General Discussion
In reply to the discussion: If Obama loses [View all]SixthSense
(829 posts)Go district by district in the House. Any Democrat in a reasonably safe district who is not 100% on our side, dump them now in favor of a peoples' candidate. Any Republican holding a seat in a Democratic district should be publicly and relentlessly exposed as a fascist and replaced with a peoples' Democrat if at all possible. (I hate that I have to qualify using the word "peoples'" but the distinction is important.) In swing districts, always work to dump the incumbent (regardless of party) in favor of a peoples' candidate, unless they are already proven to be allies. In GOP districts, go for the throat, relentlessly expose the connection between the rep and the economic damage people are experiencing - in the US of A, pocketbook issues are what matters, always - and these days more than ever!

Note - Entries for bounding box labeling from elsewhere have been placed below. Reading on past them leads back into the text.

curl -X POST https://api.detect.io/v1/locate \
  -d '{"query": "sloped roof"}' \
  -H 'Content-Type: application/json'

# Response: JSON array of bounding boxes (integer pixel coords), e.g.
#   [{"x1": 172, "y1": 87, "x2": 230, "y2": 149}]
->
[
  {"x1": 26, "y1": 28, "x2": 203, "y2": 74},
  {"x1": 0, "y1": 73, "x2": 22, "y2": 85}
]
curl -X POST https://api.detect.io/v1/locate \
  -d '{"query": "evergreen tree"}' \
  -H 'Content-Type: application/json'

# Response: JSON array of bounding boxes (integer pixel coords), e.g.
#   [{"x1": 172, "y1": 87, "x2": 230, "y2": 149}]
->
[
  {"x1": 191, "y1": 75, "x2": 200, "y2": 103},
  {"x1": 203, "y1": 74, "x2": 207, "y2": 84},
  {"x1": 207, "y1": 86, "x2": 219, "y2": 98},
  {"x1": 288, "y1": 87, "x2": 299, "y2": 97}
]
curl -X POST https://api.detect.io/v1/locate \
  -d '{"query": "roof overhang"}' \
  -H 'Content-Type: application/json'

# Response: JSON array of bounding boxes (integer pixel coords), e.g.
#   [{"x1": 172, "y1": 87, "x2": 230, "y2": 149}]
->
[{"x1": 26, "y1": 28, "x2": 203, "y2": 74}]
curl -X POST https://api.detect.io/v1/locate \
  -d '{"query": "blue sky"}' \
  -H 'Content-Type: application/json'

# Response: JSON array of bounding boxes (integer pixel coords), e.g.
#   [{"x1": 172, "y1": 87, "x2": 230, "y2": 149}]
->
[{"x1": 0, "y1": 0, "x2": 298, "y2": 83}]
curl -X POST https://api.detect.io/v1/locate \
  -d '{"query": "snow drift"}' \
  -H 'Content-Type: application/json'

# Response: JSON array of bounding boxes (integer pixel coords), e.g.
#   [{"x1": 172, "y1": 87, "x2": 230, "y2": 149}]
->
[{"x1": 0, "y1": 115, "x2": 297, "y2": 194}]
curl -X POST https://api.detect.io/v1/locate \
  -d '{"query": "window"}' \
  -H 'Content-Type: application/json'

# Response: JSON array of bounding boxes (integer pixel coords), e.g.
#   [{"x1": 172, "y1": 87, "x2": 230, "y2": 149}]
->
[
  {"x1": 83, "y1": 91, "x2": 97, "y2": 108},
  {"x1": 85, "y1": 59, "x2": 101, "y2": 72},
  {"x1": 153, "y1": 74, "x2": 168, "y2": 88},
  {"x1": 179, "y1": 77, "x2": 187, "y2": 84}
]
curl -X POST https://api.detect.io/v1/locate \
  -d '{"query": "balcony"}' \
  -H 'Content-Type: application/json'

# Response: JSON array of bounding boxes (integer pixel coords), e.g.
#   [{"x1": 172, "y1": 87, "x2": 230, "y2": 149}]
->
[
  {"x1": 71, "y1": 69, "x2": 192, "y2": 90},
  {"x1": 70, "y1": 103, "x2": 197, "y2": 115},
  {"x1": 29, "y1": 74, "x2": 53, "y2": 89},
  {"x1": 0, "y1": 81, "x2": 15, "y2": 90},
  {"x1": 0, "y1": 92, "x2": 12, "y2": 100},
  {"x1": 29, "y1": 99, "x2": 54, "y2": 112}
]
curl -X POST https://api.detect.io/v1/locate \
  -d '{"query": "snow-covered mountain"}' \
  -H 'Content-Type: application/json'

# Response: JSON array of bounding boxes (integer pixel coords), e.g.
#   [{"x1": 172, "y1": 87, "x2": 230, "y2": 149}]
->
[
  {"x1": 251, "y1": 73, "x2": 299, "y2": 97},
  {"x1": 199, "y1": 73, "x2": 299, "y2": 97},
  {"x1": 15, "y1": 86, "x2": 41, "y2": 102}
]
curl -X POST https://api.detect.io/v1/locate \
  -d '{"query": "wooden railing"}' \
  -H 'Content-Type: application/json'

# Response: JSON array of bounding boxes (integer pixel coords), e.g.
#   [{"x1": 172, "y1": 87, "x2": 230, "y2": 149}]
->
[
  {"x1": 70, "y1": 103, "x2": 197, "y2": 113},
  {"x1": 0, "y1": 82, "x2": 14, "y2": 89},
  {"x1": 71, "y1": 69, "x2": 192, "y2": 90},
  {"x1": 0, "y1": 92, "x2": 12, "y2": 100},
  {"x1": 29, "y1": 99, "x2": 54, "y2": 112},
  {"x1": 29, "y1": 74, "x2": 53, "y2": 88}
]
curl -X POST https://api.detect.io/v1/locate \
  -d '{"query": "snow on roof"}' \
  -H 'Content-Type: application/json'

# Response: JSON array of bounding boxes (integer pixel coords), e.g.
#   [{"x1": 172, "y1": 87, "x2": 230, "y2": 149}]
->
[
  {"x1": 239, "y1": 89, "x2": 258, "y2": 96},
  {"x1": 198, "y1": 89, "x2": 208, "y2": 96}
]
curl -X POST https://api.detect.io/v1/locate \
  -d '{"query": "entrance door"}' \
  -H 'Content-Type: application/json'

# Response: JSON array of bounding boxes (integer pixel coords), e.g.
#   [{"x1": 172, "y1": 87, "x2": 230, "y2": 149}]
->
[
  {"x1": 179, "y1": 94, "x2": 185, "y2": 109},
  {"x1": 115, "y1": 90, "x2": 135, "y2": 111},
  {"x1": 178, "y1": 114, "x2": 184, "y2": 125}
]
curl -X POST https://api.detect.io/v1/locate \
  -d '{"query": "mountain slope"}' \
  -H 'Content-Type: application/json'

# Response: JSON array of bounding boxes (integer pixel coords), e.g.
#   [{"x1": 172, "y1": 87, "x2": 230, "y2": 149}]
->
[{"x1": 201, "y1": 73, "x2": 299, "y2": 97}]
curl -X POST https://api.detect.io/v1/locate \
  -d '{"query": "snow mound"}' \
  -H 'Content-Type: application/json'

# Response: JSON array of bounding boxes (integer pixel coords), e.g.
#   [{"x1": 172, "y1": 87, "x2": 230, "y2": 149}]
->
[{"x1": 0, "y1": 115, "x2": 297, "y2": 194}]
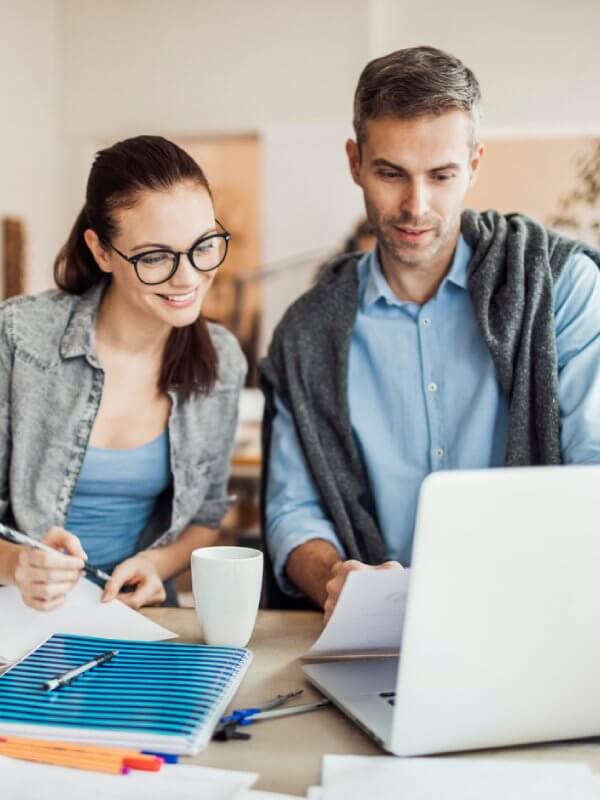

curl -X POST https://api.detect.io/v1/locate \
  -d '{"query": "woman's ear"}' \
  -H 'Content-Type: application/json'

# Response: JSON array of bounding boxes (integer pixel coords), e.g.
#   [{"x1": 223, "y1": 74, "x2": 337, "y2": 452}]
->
[{"x1": 83, "y1": 228, "x2": 112, "y2": 272}]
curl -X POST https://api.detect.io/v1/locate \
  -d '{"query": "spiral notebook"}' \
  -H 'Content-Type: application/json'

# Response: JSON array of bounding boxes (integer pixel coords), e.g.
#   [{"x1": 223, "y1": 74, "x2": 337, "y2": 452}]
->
[{"x1": 0, "y1": 634, "x2": 252, "y2": 755}]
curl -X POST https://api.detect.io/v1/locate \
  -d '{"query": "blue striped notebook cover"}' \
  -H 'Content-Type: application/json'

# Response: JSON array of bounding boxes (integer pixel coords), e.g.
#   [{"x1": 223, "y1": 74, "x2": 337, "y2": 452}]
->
[{"x1": 0, "y1": 634, "x2": 252, "y2": 754}]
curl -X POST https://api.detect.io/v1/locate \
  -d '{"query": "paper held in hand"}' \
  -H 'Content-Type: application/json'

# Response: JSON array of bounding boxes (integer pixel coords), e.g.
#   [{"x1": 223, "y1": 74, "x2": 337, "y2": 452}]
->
[
  {"x1": 0, "y1": 578, "x2": 177, "y2": 666},
  {"x1": 303, "y1": 569, "x2": 410, "y2": 661}
]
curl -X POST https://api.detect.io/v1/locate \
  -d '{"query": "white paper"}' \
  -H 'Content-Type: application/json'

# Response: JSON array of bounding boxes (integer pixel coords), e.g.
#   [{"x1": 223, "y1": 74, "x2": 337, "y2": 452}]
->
[
  {"x1": 308, "y1": 569, "x2": 410, "y2": 657},
  {"x1": 241, "y1": 789, "x2": 298, "y2": 800},
  {"x1": 322, "y1": 756, "x2": 600, "y2": 800},
  {"x1": 0, "y1": 578, "x2": 177, "y2": 662},
  {"x1": 0, "y1": 756, "x2": 258, "y2": 800}
]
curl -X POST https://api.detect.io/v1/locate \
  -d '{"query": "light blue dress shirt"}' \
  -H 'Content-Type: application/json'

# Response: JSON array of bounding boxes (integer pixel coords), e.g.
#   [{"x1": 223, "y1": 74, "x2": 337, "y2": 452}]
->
[{"x1": 267, "y1": 236, "x2": 600, "y2": 595}]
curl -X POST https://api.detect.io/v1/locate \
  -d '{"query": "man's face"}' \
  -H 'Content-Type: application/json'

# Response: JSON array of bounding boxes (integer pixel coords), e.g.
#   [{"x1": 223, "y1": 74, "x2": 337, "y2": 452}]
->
[{"x1": 346, "y1": 110, "x2": 483, "y2": 268}]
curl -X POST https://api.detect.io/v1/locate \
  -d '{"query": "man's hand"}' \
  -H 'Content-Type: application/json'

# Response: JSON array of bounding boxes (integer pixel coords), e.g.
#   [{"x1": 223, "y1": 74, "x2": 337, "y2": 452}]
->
[
  {"x1": 14, "y1": 528, "x2": 86, "y2": 611},
  {"x1": 102, "y1": 553, "x2": 167, "y2": 608},
  {"x1": 323, "y1": 560, "x2": 402, "y2": 624}
]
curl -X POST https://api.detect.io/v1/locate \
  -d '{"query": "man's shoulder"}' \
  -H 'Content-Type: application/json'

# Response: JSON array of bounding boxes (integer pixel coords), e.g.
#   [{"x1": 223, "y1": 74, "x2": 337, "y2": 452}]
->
[
  {"x1": 207, "y1": 322, "x2": 248, "y2": 387},
  {"x1": 273, "y1": 253, "x2": 362, "y2": 340}
]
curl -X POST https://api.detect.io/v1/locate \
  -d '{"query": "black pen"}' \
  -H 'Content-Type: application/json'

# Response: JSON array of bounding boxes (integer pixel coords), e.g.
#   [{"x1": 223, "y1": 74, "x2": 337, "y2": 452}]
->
[
  {"x1": 0, "y1": 522, "x2": 110, "y2": 581},
  {"x1": 42, "y1": 650, "x2": 119, "y2": 692}
]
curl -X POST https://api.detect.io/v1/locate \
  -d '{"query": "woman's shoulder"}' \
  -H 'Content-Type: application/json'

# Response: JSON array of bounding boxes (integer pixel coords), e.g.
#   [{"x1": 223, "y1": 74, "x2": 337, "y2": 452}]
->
[
  {"x1": 207, "y1": 322, "x2": 248, "y2": 387},
  {"x1": 0, "y1": 289, "x2": 78, "y2": 345}
]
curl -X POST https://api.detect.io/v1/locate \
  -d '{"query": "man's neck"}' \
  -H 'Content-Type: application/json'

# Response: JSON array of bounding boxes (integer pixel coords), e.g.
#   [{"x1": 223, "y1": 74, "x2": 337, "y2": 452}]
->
[{"x1": 378, "y1": 233, "x2": 459, "y2": 305}]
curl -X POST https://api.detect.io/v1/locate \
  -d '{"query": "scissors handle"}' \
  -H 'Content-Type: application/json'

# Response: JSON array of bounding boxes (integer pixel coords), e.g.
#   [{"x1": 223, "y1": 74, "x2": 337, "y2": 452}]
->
[{"x1": 221, "y1": 689, "x2": 303, "y2": 725}]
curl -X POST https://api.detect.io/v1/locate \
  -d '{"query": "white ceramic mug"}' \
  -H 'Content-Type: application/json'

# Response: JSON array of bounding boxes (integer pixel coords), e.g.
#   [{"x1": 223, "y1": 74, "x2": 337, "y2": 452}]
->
[{"x1": 191, "y1": 547, "x2": 263, "y2": 647}]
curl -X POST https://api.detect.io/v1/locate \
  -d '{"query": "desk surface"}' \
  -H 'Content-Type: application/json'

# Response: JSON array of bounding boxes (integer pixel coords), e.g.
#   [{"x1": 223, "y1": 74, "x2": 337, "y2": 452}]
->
[{"x1": 144, "y1": 608, "x2": 600, "y2": 796}]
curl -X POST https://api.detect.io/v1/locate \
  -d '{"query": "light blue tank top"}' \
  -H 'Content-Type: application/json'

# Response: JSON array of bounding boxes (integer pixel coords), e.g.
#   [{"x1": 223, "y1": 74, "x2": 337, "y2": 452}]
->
[{"x1": 65, "y1": 431, "x2": 171, "y2": 571}]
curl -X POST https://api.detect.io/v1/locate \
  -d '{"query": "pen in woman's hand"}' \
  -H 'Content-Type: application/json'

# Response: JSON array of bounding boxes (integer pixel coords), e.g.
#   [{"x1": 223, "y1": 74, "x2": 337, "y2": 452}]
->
[{"x1": 0, "y1": 522, "x2": 110, "y2": 582}]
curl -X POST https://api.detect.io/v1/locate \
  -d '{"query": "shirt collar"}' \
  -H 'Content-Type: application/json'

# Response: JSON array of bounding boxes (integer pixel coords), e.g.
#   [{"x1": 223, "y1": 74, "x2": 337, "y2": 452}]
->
[
  {"x1": 60, "y1": 281, "x2": 106, "y2": 362},
  {"x1": 359, "y1": 234, "x2": 473, "y2": 310}
]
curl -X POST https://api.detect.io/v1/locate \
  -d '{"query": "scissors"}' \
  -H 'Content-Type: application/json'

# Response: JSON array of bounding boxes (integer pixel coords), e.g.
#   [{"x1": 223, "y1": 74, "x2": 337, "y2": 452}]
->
[{"x1": 213, "y1": 689, "x2": 330, "y2": 740}]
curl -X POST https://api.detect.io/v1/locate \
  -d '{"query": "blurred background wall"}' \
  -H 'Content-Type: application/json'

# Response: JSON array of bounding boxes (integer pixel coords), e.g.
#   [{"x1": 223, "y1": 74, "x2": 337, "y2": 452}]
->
[{"x1": 0, "y1": 0, "x2": 600, "y2": 348}]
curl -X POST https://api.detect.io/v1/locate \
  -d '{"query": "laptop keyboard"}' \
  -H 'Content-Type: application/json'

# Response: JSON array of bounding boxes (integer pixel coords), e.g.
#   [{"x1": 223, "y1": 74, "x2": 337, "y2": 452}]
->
[{"x1": 379, "y1": 692, "x2": 396, "y2": 706}]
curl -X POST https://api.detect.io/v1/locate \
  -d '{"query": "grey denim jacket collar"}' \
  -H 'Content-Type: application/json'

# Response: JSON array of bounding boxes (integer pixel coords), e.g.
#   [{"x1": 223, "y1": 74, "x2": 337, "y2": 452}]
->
[{"x1": 59, "y1": 282, "x2": 108, "y2": 368}]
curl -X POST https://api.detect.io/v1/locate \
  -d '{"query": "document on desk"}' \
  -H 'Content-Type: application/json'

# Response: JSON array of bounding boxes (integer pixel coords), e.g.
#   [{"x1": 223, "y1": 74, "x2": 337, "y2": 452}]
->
[
  {"x1": 304, "y1": 569, "x2": 410, "y2": 661},
  {"x1": 0, "y1": 756, "x2": 258, "y2": 800},
  {"x1": 0, "y1": 578, "x2": 177, "y2": 666},
  {"x1": 322, "y1": 755, "x2": 600, "y2": 800}
]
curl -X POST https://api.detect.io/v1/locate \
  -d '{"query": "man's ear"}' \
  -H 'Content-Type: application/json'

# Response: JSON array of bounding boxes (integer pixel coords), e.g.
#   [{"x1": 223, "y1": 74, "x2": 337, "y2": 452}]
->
[
  {"x1": 83, "y1": 228, "x2": 112, "y2": 273},
  {"x1": 469, "y1": 144, "x2": 485, "y2": 187},
  {"x1": 346, "y1": 139, "x2": 361, "y2": 186}
]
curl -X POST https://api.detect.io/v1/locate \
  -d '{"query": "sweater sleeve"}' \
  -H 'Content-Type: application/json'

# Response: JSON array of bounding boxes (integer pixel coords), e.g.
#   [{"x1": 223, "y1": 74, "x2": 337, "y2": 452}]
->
[{"x1": 266, "y1": 394, "x2": 345, "y2": 597}]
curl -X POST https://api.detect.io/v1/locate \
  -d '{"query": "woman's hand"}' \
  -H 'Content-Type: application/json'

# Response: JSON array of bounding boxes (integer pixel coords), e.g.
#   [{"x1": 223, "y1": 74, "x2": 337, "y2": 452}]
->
[
  {"x1": 102, "y1": 553, "x2": 167, "y2": 608},
  {"x1": 14, "y1": 528, "x2": 86, "y2": 611}
]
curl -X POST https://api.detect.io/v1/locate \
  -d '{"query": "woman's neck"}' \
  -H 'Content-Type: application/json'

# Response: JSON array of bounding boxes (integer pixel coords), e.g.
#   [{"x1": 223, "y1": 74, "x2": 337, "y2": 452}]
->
[{"x1": 96, "y1": 284, "x2": 171, "y2": 360}]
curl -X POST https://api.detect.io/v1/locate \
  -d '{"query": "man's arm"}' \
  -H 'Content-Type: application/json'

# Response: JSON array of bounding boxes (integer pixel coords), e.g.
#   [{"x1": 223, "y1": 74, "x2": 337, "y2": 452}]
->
[
  {"x1": 266, "y1": 395, "x2": 345, "y2": 606},
  {"x1": 554, "y1": 254, "x2": 600, "y2": 464}
]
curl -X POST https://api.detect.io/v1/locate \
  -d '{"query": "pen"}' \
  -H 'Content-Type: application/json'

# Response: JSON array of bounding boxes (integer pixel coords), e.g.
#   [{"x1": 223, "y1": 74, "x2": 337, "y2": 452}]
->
[
  {"x1": 42, "y1": 650, "x2": 119, "y2": 692},
  {"x1": 0, "y1": 522, "x2": 110, "y2": 581}
]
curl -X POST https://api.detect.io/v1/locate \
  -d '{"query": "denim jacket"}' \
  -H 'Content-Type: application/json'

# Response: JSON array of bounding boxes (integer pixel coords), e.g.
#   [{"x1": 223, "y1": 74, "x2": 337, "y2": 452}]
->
[{"x1": 0, "y1": 285, "x2": 246, "y2": 549}]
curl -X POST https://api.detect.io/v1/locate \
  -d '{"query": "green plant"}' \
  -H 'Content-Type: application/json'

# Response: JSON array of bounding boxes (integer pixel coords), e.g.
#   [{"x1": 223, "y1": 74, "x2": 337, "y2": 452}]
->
[{"x1": 548, "y1": 139, "x2": 600, "y2": 246}]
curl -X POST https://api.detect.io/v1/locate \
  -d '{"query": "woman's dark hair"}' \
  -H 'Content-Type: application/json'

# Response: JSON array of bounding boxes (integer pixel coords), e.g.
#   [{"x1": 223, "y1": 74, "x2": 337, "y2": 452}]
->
[{"x1": 54, "y1": 136, "x2": 218, "y2": 398}]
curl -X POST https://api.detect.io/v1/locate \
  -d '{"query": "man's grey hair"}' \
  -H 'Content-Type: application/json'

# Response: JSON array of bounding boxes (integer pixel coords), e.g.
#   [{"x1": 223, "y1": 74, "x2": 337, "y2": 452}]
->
[{"x1": 353, "y1": 47, "x2": 481, "y2": 146}]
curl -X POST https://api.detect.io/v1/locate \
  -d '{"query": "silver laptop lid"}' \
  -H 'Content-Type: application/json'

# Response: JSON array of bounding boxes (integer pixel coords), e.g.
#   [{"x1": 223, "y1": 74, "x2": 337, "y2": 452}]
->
[{"x1": 391, "y1": 466, "x2": 600, "y2": 755}]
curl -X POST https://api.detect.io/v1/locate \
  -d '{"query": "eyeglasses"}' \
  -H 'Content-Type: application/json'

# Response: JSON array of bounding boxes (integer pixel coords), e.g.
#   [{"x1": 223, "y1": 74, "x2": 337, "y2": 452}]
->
[{"x1": 110, "y1": 220, "x2": 231, "y2": 286}]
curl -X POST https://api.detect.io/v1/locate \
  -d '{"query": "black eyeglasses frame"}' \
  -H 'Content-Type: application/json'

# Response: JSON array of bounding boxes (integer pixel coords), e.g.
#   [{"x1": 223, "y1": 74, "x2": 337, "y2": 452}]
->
[{"x1": 109, "y1": 218, "x2": 231, "y2": 286}]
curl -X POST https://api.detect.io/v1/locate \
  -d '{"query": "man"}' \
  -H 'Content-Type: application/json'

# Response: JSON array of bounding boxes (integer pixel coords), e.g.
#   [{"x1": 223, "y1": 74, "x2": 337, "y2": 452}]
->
[{"x1": 262, "y1": 47, "x2": 600, "y2": 617}]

In parallel, we need to take over the DNC and other campaign organizations for real. I don't know the policies and procedures there but I'd wager there is some way to push out the crooks and put decent people in, in their stead. If we cannot get control of these organizations, cut off all funds to them and set up new organizations to elect Democrats that we control.
It's important not to get wedded to particular people. The moment anyone accepts a donation from the corporatocracy, they should be gone, finished, kaput, and it shouldn't matter how good they were previously - only a zero tolerance policy for corporatists and corporatism will keep our coalition free from fascism. In our political system, particular people shouldn't be important - that there are people who are individually important goes to show that we're not really a democracy any more but a masqued aristocracy.
No more making excuses for those who betray us for political expedience. A few aggressive recall elections as well as the willingness to dump treasonous incumbents will serve to show we are serious.
This would be together as "Step 1" - consolidate and maximize our political strength so that we can effectively lever it to produce actual policy results. Just look at what the teabaggers did... they didn't elect more than a couple dozen reps, and it was enough to produce a major shift in policy. It worked - let's duplicate and improve on it. Playing the political game as-is hasn't worked, year after year after year after year no matter who we elect things progress in the wrong direction.
These are just off-the-cuff suggestions, I'm sure someone can improve this strategy and I hope someone will more skills in politics than I picks up the idea and runs with it.